My advice to investors in Chinese stocks is, first, carefully understand the background of the company's major shareholders, executives and sponsors (venture capital and PE), like the Risun team with a bad track record is best not to touch.

 

Second, stay away from businesses with severely divergent cash flows and revenues, no matter how high its growth rate and how dazzling the aura of a unicorn.

 

2, crude oil prices have fallen dramatically recently, talk about your views?

 

May WTI futures fell into negative territory, mainly due to the short-term impact of running out of storage capacity. The 12-fold spike in tanker quotes in the last two weeks (through the third week of April) suggests that there is simply no excess storage capacity on the market, and the WFI crude differs from Brent crude in that it is a spot trade, in other words, you have to take delivery of the trade. Physical crude oil. That way, you can't store it after you buy it, and you can't burn it (the U.S. is very strict about environmental protection, and there are huge fines for burning it without permission). So a fall to negative numbers is justified.

 

But the market is not really that pessimistic about medium-term demand for oil, and November-December futures are very stable above $30, indicating that the market doesn't think oil demand will collapse in 2020.

 

3: What is the impact of the contagion on you?
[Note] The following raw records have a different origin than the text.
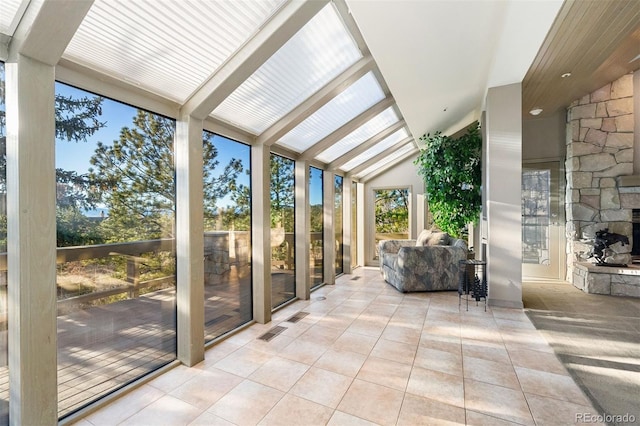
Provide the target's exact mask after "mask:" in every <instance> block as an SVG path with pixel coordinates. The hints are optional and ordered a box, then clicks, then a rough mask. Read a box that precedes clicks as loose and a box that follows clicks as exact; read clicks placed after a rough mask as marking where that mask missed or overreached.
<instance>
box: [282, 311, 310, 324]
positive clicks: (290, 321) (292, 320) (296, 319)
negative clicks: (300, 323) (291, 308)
mask: <svg viewBox="0 0 640 426" xmlns="http://www.w3.org/2000/svg"><path fill="white" fill-rule="evenodd" d="M307 315H309V312H302V311H300V312H298V313H297V314H295V315H294V316H292V317H291V318H289V319H288V320H287V322H298V321H300V320H301V319H302V318H304V317H306V316H307Z"/></svg>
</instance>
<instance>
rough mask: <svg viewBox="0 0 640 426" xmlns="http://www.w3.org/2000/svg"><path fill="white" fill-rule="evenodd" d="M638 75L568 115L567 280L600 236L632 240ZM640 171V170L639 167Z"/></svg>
mask: <svg viewBox="0 0 640 426" xmlns="http://www.w3.org/2000/svg"><path fill="white" fill-rule="evenodd" d="M633 112H634V75H633V74H626V75H624V76H623V77H621V78H620V79H618V80H616V81H614V82H612V83H610V84H607V85H606V86H604V87H602V88H600V89H598V90H596V91H595V92H593V93H591V94H588V95H586V96H584V97H583V98H581V99H579V100H576V101H574V102H573V103H572V104H571V105H570V106H569V108H568V111H567V158H566V162H565V170H566V177H567V191H566V200H565V206H566V217H567V224H566V232H567V279H568V280H569V281H571V279H572V276H573V264H574V262H584V261H587V259H588V256H589V254H590V253H591V251H592V248H593V245H592V243H591V242H590V241H589V240H590V238H592V237H593V236H595V234H596V232H597V231H601V230H603V229H605V228H608V229H609V232H612V233H617V234H621V235H624V236H627V237H628V238H629V241H630V242H631V244H633V242H632V238H633V235H632V234H633V233H632V210H633V209H637V208H640V173H639V174H638V175H634V126H635V125H636V124H635V120H634V113H633ZM638 167H640V165H638Z"/></svg>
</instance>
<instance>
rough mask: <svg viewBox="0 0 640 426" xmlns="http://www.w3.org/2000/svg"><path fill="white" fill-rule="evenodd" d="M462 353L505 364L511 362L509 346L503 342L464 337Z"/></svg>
mask: <svg viewBox="0 0 640 426" xmlns="http://www.w3.org/2000/svg"><path fill="white" fill-rule="evenodd" d="M462 355H463V356H465V357H473V358H481V359H486V360H488V361H495V362H501V363H505V364H508V363H510V362H511V360H510V359H509V353H508V352H507V348H506V347H505V346H504V344H503V343H502V342H500V343H496V342H487V341H485V340H476V339H462Z"/></svg>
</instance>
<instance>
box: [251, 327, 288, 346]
mask: <svg viewBox="0 0 640 426" xmlns="http://www.w3.org/2000/svg"><path fill="white" fill-rule="evenodd" d="M286 329H287V327H281V326H279V325H278V326H275V327H273V328H272V329H271V330H269V331H267V332H266V333H264V334H263V335H262V336H260V337H258V340H264V341H265V342H268V341H269V340H271V339H273V338H274V337H276V336H277V335H278V334H280V333H282V332H283V331H285V330H286Z"/></svg>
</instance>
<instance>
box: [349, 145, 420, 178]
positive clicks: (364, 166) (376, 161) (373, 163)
mask: <svg viewBox="0 0 640 426" xmlns="http://www.w3.org/2000/svg"><path fill="white" fill-rule="evenodd" d="M412 141H413V138H411V137H407V138H404V139H402V140H401V141H399V142H396V143H395V144H393V145H391V146H390V147H389V148H387V149H385V150H384V151H383V152H381V153H379V154H377V155H375V156H373V157H371V158H369V159H368V160H365V161H363V162H362V163H360V164H358V165H357V166H355V167H354V168H352V169H351V170H347V171H346V172H345V173H350V174H353V175H357V174H358V173H360V172H361V171H363V170H365V169H366V168H367V167H369V166H372V165H374V164H375V163H377V162H378V161H381V160H384V159H385V158H387V157H388V156H389V153H391V152H393V151H395V150H396V149H399V148H402V147H403V146H405V145H406V144H408V143H410V142H412Z"/></svg>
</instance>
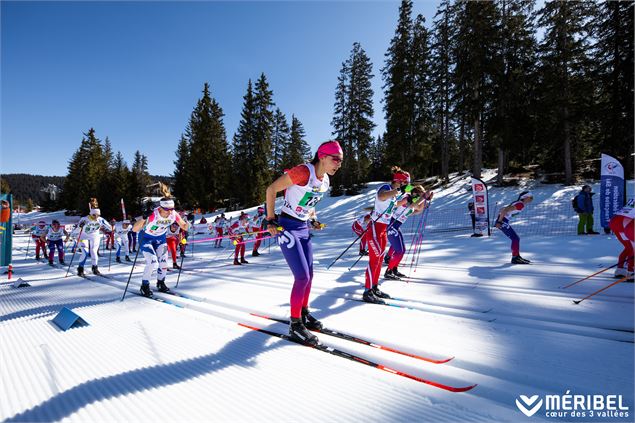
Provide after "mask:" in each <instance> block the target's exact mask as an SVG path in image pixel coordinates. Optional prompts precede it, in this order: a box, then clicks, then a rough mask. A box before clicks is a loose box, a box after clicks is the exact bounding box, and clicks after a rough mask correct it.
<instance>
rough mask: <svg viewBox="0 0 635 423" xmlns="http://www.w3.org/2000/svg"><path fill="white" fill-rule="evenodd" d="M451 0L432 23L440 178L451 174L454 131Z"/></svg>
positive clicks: (442, 7)
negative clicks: (452, 141) (450, 3)
mask: <svg viewBox="0 0 635 423" xmlns="http://www.w3.org/2000/svg"><path fill="white" fill-rule="evenodd" d="M451 13H452V9H451V5H450V1H449V0H443V1H441V3H440V4H439V7H438V11H437V13H436V15H435V20H434V22H433V24H432V34H431V42H430V50H431V51H430V56H431V59H430V80H431V81H430V82H431V83H430V85H431V91H432V98H431V103H430V108H431V110H432V115H433V116H432V119H433V121H434V125H435V135H436V137H437V139H438V144H439V147H440V148H439V151H440V152H441V169H440V173H441V177H442V178H443V179H444V180H446V181H447V180H448V178H449V173H450V140H451V139H452V138H451V131H452V111H453V110H452V108H453V105H452V102H451V92H452V80H451V72H452V67H453V61H452V55H451V54H452V45H451V42H452V38H451V36H452V33H451V31H452V28H451V27H450V25H451V19H452V17H451Z"/></svg>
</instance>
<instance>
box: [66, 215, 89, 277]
mask: <svg viewBox="0 0 635 423" xmlns="http://www.w3.org/2000/svg"><path fill="white" fill-rule="evenodd" d="M83 230H84V227H83V226H81V227H80V228H79V235H77V247H78V248H79V243H80V240H81V239H82V231H83ZM78 248H75V249H74V250H73V256H72V257H71V262H70V263H68V269H66V276H68V272H70V270H71V266H72V265H73V260H74V259H75V253H77V249H78ZM66 276H64V277H66Z"/></svg>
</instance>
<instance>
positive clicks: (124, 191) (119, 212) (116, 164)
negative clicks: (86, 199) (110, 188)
mask: <svg viewBox="0 0 635 423" xmlns="http://www.w3.org/2000/svg"><path fill="white" fill-rule="evenodd" d="M110 181H111V189H112V191H113V197H114V199H115V204H116V205H120V204H121V199H122V198H123V200H124V204H125V205H126V207H128V205H129V204H131V201H132V199H131V198H130V197H129V196H128V194H129V192H130V187H129V184H130V170H129V169H128V165H127V164H126V161H125V160H124V158H123V155H122V154H121V152H119V151H118V152H117V154H116V155H115V158H114V160H113V165H112V170H111V178H110ZM117 209H118V208H117ZM130 211H131V210H128V209H127V208H126V213H129V212H130ZM120 215H121V213H120V212H119V210H117V212H116V213H113V216H116V218H117V220H119V216H120ZM124 218H127V216H125V217H124Z"/></svg>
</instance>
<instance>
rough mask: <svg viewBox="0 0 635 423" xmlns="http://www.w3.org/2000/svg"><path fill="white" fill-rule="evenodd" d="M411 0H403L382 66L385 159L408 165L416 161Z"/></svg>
mask: <svg viewBox="0 0 635 423" xmlns="http://www.w3.org/2000/svg"><path fill="white" fill-rule="evenodd" d="M411 15H412V0H402V1H401V5H400V7H399V22H398V24H397V29H396V30H395V35H394V37H393V38H392V40H391V41H390V47H389V48H388V52H387V53H386V63H385V66H384V68H383V69H382V76H383V79H384V91H385V101H384V112H385V116H386V134H385V136H384V142H385V143H386V159H387V160H388V162H390V163H393V164H398V165H401V166H403V167H408V166H410V165H413V164H415V162H416V160H414V159H412V158H413V157H414V154H415V144H414V142H413V140H414V137H413V129H414V125H413V122H414V113H415V111H414V108H415V106H414V80H413V79H414V78H413V75H412V67H413V63H414V59H413V57H412V49H411V44H412V26H413V23H412V18H411Z"/></svg>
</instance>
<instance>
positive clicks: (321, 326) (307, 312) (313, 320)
mask: <svg viewBox="0 0 635 423" xmlns="http://www.w3.org/2000/svg"><path fill="white" fill-rule="evenodd" d="M302 324H304V327H305V328H307V329H308V330H318V331H319V330H322V328H323V327H324V326H323V325H322V322H320V321H319V320H318V319H316V318H315V317H313V316H312V315H311V313H310V312H309V309H308V308H306V307H302Z"/></svg>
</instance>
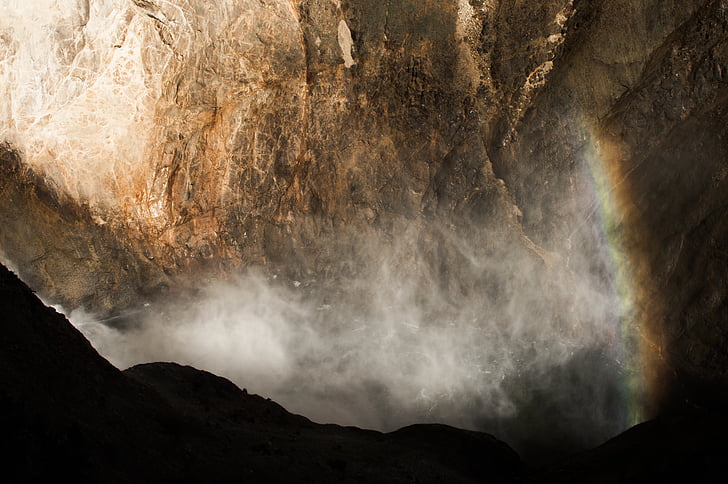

What's your coping strategy?

 

My investment strategy is different from most hedge funds, especially quantitative funds that rely on machines and algorithms.

 

First, investing for the long term (more than two or three years) and less concerned with short-term fluctuations.

 

Second, focus on capturing inflection points in fundamental changes that are not yet reflected in the data, i.e., opportunities that cannot be captured by machines.

 

Third, focus on active participation in management/shareholder communications and use rights investments as a share price catalyst.

 

Since the outbreak of the Italian epidemic in late February in the US and Europe, there has been a lot of indiscriminate selling in machine-dominated markets, including even some potential gains from the epidemic.

 

As a simple example, Costo supermarkets saw sales jump during the epidemic as consumers panicked and stocked up, yet the stock was not sold at all. You can see that this stock fell (~12%) in the first two weeks of the outbreak in Europe and the US (from mid-February to early March) roughly in line with the The U.S. broader indexes match, suggesting that the sell-off in Costo came solely from the broader ETFs. It was a very clear mispricing and buying opportunity created by the machine. Two weeks later, the market gradually reacted, so Costo has been outperforming the broader market substantially since early March.

 

Opportunities like this were plentiful during the epidemic: a lot of good companies were hit in the short term and machine ETFs sold off, but the market was not able to take advantage of them. Long-term profitability has not been impacted and the balance sheet is healthy, resulting in excellent buying opportunities, such as Kornit, Cloudflare, Xilinx, Booking, Dufry, Wynn In short, with machines accounting for 90% of the market today, fundamental investors should not be bayoneting machines to catch short-term Instead of trading opportunities where efficient high-frequency data exists, the focus should be on capturing opportunities that machines can't eat - opportunities that haven't been eaten by hard data. reflecting inflection points in qualitative fundamental changes, thus beating the market and machine trading in the long run.

 

Three epidemic-related factors that I'm actually more worried about over the long term: first, whether there will be a Singapore-like epidemic backlash after the gradual opening in the summer, as the US is far less rigorous in its implementation than China.